Recurrent-Depth VLA: Implicit Test-Time Compute Scaling of Vision-Language-Action Models via Latent Iterative Reasoning
Yalcin Tur, Jalal Naghiyev, Haoquan Fang, Wei-Chuan Tsai, Jiafei Duan, Dieter Fox, Ranjay Krishna
2026-02-10
Summary
This paper introduces a new way for robots to understand instructions and perform tasks, focusing on how they 'think' through problems instead of just reacting. It's about making robots more efficient at complex actions.
What's the problem?
Current robots using vision and language often struggle with tasks that require multiple steps. Existing methods treat every step the same, wasting processing power on simple adjustments and using a lot of memory when trying to plan complex actions. A technique called 'Chain-of-Thought' helps with planning, but it requires a lot of memory and doesn't work well when actions need to be continuous, like smoothly moving a robotic arm.
What's the solution?
The researchers developed a system called RD-VLA, which stands for Recurrent-Depth Vision-Language-Action.
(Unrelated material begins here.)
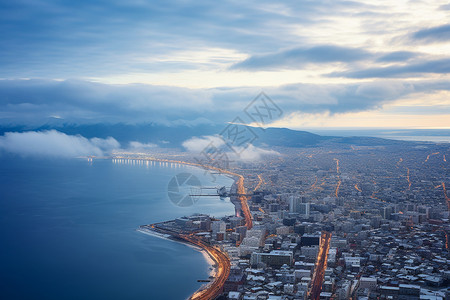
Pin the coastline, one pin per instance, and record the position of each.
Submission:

Instead of generating step-by-step instructions like 'Chain-of-Thought', RD-VLA refines its actions internally, almost like a robot 'thinking' about how to improve its movements. It uses a repeating process with a constant amount of memory, and it learns to stop refining when the action is good enough. They trained the system using a technique that makes the learning process more manageable.
Why it matters?
This work is important because it allows robots to use processing power more efficiently. By only spending time on the parts of a task that need it, robots can work much faster – up to 80 times faster than previous methods – and use less memory. This makes it more practical to build robots that can handle complex tasks in the real world, opening the door for more advanced robotics applications.
Abstract
Current Vision-Language-Action (VLA) models rely on fixed computational depth, expending the same amount of compute on simple adjustments and complex multi-step manipulation. While Chain-of-Thought (CoT) prompting enables variable computation, it scales memory linearly and is ill-suited for continuous action spaces. We introduce Recurrent-Depth VLA (RD-VLA), an architecture that achieves computational adaptivity via latent iterative refinement rather than explicit token generation. RD-VLA employs a recurrent, weight-tied action head that supports arbitrary inference depth with a constant memory footprint. The model is trained using truncated backpropagation through time (TBPTT) to efficiently supervise the refinement process. At inference, RD-VLA dynamically allocates compute using an adaptive stopping criterion based on latent convergence. Experiments on challenging manipulation tasks show that recurrent depth is critical: tasks that fail entirely (0 percent success) with single-iteration inference exceed 90 percent success with four iterations, while simpler tasks saturate rapidly. RD-VLA provides a scalable path to test-time compute in robotics, replacing token-based reasoning with latent reasoning to achieve constant memory usage and up to 80x inference speedup over prior reasoning-based VLA models. Project page: https://rd-vla.github.io/